The human eye has a range of 120°, mostly peripheral vision, compared to the camera’s typical 200° or more. That is why the figures sometimes seem distorted at the edges of a photograph. We make up for this seeming deficit by moving our focus (in movements called “saccades”) around a scene to build up a gestalt awareness of its appearance.
A painting, curated by human intelligence, is superior in every respect to a photograph, except for how long it takes to make it. If cameras took three hours to create the exact same image as they do now in a split second, there would be no question as to which medium people would choose when they needed an image recorded.

Frank

October 26, 2014

I buy a Spare Change News from Frank almost every week. He was standing in front of my office last Saturday when I came out and eagerly agreed to pose.

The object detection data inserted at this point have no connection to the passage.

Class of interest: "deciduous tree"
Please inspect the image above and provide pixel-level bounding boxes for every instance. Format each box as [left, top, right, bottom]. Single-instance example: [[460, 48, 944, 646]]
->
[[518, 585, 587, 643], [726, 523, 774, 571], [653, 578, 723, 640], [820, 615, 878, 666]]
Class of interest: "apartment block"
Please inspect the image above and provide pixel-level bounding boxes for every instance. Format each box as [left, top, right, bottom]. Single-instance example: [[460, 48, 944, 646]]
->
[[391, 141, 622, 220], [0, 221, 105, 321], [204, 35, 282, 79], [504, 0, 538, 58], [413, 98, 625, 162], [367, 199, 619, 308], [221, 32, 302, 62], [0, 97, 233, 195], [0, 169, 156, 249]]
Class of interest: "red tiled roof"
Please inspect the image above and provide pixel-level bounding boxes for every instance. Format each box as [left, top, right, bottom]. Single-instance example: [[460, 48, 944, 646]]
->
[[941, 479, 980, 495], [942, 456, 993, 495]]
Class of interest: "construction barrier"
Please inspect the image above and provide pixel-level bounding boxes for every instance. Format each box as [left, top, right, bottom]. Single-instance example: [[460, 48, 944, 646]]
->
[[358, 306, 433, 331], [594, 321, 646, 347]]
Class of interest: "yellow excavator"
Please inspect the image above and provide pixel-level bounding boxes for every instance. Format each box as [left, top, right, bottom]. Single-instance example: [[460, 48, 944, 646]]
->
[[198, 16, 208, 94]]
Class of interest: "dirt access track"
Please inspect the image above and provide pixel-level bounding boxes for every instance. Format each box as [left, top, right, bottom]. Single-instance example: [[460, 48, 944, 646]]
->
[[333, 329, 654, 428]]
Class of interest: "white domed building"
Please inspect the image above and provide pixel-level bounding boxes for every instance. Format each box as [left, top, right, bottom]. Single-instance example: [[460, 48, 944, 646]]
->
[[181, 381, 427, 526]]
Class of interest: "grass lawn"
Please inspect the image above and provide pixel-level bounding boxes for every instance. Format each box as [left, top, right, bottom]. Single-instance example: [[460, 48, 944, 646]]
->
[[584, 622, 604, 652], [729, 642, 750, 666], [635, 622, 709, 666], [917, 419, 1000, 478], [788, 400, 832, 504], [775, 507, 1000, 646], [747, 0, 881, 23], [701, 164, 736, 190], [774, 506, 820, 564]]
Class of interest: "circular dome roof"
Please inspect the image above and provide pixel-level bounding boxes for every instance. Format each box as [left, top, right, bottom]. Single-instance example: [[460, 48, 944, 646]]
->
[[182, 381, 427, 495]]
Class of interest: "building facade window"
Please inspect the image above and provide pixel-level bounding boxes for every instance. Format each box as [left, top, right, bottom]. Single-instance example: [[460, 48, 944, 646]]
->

Frank is 63. He told me he had been an artist himself but nearly tore his thumb off when he punched a wall in a fit of rage and he could no longer draw. His brother, he told me, is a well known artist, and indeed he is–a successful comic book penciller when I looked up his name on-line.

Frank was in Viet Nam and spent several years as a POW. We discussed his career options–he had been offered a job handing out the free Metro newspaper, but preferred “making my own hours” as the much-less-lucrative Spare Change vendor. “Plus they check up on you. The manager comes around and makes sure you haven’t just ditched your papers.” Like John, he was intensely interested in and (from what I could see) unwelcomely forthcoming with his compliments for passing women. Frank didn’t like his portrait.